Lo anterior sugiere que el pensamiento racional tiene la función de trascenderse a sí mismo y entregarse a la fe o al amor sobrenatural. En este sentido, para Weil, claramente, el conocimiento es esencialmente metafísico. La metafísica se construye a través del intelecto racional pero en última instancia su esencia, al ser meta-física es por definición sobrenatural y debe ir más allá de lo racional. Ello en tanto que este modo de conocimiento no está capacitado para penetrar el misterio, solamente para determinar las relaciones del mundo natural que permiten apuntalarse para desarrollar una visión metafísica. La inteligencia es como un vehículo que nos lleva hasta el río o el mar, pero para cruzar a la otra orilla necesitamos abandonarla y servirnos de otro tipo de vehículo. 

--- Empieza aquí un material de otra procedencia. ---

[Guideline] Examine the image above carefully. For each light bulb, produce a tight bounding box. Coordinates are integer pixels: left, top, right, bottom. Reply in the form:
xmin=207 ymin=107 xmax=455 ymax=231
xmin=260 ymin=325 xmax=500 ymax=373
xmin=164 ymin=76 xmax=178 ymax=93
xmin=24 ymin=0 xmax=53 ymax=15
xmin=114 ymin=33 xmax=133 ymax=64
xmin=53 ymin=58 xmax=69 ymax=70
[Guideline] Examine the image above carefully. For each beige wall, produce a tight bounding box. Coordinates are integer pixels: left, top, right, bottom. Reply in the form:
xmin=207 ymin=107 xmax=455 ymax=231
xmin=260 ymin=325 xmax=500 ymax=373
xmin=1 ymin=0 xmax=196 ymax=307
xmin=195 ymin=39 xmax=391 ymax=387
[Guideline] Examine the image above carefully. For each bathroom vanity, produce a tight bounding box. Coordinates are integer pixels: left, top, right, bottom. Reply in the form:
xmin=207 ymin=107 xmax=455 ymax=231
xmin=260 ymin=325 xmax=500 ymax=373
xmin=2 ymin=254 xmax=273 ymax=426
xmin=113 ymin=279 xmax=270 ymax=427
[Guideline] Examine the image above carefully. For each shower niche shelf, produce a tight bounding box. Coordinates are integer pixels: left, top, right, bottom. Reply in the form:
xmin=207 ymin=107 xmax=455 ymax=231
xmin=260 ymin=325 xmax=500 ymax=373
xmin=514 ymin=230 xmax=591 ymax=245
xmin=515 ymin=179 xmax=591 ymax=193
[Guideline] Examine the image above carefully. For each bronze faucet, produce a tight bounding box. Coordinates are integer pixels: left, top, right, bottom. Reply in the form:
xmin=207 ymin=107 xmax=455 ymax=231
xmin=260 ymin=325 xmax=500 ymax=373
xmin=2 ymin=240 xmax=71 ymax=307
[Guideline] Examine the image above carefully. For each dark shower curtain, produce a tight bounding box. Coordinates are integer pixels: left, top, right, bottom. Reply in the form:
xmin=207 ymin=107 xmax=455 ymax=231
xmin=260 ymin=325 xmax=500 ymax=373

En otra parte, Weil, quien sigue a Platón, sostiene: "En lo bello -por ejemplo, el mar, el cielo- hay algo irreductible. Como en el dolor físico. Lo mismo irreductible. Impenetrable para la inteligencia". Esto irreductible, que permanece una vez que dejamos de proyectar nuestras propias ideas o conceptos sobre el objeto, es una imagen de la eternidad, de lo real, que se puede conocer solamente a través del amor. "El único órgano de contacto con la existencia es la aceptación, el amor". Aquí Weil une el hilo de una inteligencia del corazón, metarracional, con una noción religiosa que afirma que solamente percibimos lo real cuando miramos las cosas con desapego y, por último, con una noción casi kantiana de que no conocemos ordinariamente las cosas en sí, sino nuestras propias categorías o modos de entendimiento.

Weil va más allá que Kant y sostiene que sí podemos conocer la realidad en sí misma, pero para ello debemos eliminar la acción de la imaginación (o la proyección conceptual) sobre los objetos. Y para ella esto significa fundamentalmente eliminar la estructura del yo desde la cual vemos el mundo, pues es la primera ilusión, fabricación y apego que nos impide notar la existencia del objeto en su desnudez. Para Weil, ver lo real, como en el budismo, implica deshacerse o descrear el ego, el filtro que todo lo distorsiona. Y entonces, la visión es transfigurada a una participación: "Qué yo desaparezca para que esas cosas que yo veo se vuelvan perfectas en su belleza por el solo hecho que ya no son cosas que yo veo".